MERGED_DIR = Path(cfg.output_dir) / "merged"
MERGED_DIR.mkdir(parents=True, exist_ok=True)

merged_model = AutoPeftModelForCausalLM.from_pretrained(cfg.output_dir, device_map="auto")
merged_model = merged_model.merge_and_unload()
merged_model.save_pretrained(MERGED_DIR, safe_serialization=True)
tokenizer.save_pretrained(MERGED_DIR)
print("Merged checkpoint saved to", MERGED_DIR)

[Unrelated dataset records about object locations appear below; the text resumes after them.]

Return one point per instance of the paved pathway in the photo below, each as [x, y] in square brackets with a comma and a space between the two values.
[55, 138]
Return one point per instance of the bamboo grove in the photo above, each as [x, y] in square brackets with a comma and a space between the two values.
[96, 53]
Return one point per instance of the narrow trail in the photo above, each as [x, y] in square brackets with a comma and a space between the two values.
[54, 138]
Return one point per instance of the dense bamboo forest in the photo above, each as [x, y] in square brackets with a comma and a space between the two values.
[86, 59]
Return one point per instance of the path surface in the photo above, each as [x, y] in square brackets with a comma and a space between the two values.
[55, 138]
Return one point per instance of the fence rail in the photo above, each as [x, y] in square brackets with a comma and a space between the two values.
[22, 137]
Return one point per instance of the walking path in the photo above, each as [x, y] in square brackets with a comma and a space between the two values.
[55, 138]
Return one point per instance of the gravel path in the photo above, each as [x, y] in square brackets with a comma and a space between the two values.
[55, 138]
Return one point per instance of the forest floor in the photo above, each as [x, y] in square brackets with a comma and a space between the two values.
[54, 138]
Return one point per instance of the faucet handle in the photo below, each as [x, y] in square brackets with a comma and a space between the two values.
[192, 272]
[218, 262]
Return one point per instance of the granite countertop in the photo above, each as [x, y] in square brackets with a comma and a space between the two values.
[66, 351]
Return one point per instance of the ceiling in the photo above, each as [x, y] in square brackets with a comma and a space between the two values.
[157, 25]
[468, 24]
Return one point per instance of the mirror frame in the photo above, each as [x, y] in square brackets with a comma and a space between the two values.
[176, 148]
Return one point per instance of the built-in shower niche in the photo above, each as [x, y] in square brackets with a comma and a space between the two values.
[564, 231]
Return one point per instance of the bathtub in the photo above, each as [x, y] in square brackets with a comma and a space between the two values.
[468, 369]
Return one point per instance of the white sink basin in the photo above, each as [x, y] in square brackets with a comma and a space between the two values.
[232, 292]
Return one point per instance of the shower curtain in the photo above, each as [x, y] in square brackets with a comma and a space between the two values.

upload_to_hub = False  # flip to True to push
if upload_to_hub:
    repo_id = input("Target HF repo (e.g. username/project-name): ")
    merged_model.push_to_hub(repo_id, private=True)
    tokenizer.push_to_hub(repo_id, private=True)


## Next steps

- Duplicate this notebook per project so you can version-control configs.
- Replace the evaluation prompts with task-specific checklists (safety, compliance, tone).
- Deploy LoRA adapters with frameworks like Text Generation Inference (TGI) or vLLM by loading the base model and calling `PeftModel.from_pretrained`. For serverless workflows, merge the adapters (cell above) and upload the full checkpoint.